Oxidizable amino acids in KatG and CcP. Potential routes for off-catalase electron transfer in KatG compared with sites of peroxide-dependent protein oxidation in KatG and CcP are shown in A. Four principal pathways are proposed. With respect to KatG, the magenta path connects to the heme via the proximal Trp (W321). The green path connects to the heme via Trp-412. The blue path connects to the heme via Trp-91. The copper-colored path, which includes Trp-135, is purported to connect to the heme via the MYW adduct Trp (W107). Solvent-exposed side chains are underlined. Residues identified in bold italics belong to KatG, and oxidizable sites conserved in CcP are indicated in regular typeface. Residues with superscript designations are sites where oxidative modifications have been observed as follows: a radical intermediate has been directly observed (R) (56–59, 66) or trapped (T) (68) or side chain oxygenation has been detected (O) (61, 65). Placement of tryptophan (green), tyrosine (yellow), and methionine (cyan) residues in CcP (2CYP) (24) and the KatG N-terminal domain (2CCA) (78) are shown in B and C, respectively. An overlay of conserved oxidizable amino acids is shown in D, where drab shades represent residues from CcP, and bright shades represent residues from KatG.

Figure 11.

Proposed mechanism for inactivation of KatG catalase and its prevention by a PxED. The KatG catalase cycle is initiated by H₂O₂ oxidation of ferric heme to the compound I (i.e. Fe^IV=O[porphyrin]^+·) state (reactions a). The catalatic return of compound I to the ferric state (abbreviated from Fig. 1) proceeds by paths b, the first step of which is the oxidation of the MYW adduct to its radical cation state (MYW^+·) (not shown). Alternative off-catalase oxidation of the proximal Trp (W₃₂₁) is shown by reactions c. The relative thickness of the arrows for b versus c indicates that MYW oxidation and subsequent completion of the catalase cycle (b) occurs with a much greater frequency than Trp-oxidation (c) (∼140:1). The return of ferric heme following off-catalase electron transfer occurs by hole-hopping (i.e. radical transfer indicated by red half-arrows) to KatG-oxidizable residues more distant from the active site ([P_ext]), producing the corresponding protein-based radicals ([P_ext]^•) (paths d).
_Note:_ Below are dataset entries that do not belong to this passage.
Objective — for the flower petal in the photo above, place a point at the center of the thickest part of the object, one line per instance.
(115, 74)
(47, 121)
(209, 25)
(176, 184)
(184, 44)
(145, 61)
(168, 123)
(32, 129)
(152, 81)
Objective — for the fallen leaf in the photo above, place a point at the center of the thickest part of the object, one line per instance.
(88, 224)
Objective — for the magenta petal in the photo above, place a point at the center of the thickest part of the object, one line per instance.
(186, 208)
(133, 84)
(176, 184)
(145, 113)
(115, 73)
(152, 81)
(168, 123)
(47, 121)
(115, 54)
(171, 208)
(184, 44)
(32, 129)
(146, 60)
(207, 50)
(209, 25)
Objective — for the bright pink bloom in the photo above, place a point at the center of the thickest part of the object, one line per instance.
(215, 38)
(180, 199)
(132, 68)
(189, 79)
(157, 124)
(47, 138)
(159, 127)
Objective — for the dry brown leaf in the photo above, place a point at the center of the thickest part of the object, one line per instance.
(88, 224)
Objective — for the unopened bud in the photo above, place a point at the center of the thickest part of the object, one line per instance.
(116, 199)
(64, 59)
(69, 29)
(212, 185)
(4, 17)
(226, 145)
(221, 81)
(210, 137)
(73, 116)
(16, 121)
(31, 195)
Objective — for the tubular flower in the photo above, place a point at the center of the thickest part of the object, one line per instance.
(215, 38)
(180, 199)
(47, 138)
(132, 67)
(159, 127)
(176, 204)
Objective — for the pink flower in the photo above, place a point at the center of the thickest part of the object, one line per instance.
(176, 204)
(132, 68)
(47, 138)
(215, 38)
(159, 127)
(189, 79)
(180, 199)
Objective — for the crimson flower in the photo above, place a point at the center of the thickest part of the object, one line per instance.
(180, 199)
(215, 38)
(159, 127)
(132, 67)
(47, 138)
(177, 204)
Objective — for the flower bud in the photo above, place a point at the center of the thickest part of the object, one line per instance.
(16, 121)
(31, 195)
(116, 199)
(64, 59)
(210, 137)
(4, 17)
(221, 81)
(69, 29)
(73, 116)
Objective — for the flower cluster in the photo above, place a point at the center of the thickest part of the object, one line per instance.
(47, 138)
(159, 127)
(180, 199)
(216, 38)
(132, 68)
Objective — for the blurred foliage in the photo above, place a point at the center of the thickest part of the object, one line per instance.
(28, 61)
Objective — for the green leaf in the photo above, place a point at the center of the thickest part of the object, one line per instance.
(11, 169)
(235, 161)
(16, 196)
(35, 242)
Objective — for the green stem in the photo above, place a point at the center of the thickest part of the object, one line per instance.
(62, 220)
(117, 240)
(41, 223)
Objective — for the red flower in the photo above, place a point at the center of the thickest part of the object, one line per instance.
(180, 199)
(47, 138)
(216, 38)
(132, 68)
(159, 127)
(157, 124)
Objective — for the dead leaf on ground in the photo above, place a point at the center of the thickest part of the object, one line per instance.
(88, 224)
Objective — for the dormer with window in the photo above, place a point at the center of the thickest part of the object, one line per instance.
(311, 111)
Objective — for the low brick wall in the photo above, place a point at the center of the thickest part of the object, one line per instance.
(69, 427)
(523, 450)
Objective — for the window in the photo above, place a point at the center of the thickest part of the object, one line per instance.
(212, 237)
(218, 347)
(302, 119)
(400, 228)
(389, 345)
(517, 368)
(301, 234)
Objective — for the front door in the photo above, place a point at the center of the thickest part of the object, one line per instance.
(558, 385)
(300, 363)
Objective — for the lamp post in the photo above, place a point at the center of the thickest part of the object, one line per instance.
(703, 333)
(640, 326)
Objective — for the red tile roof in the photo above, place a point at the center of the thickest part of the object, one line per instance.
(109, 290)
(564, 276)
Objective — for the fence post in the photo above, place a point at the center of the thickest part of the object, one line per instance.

Horizontal transitions correspond to catalase activity. Each vertical transition is a step in the progressive oxidation of the KatG protein. In the early stages protein-based radicals are the dominant oxidation intermediates, as vertical steps continue, more advanced oxidation products ([P_ext]^O and _O[P_ext]^O) accumulate, including oxygenated Trp and Met, cross-linked Tyr, oxidative protein aggregates, etc. Conceivably, catalase activity can still be maintained even though the KatG protein has sustained some level of exterior oxidation, but eventually, enzyme inactivation results. Inclusion of a PxED intercepts and reduces protein-based radicals on the KatG surface (e), preventing/reversing vertical progression toward inactivation.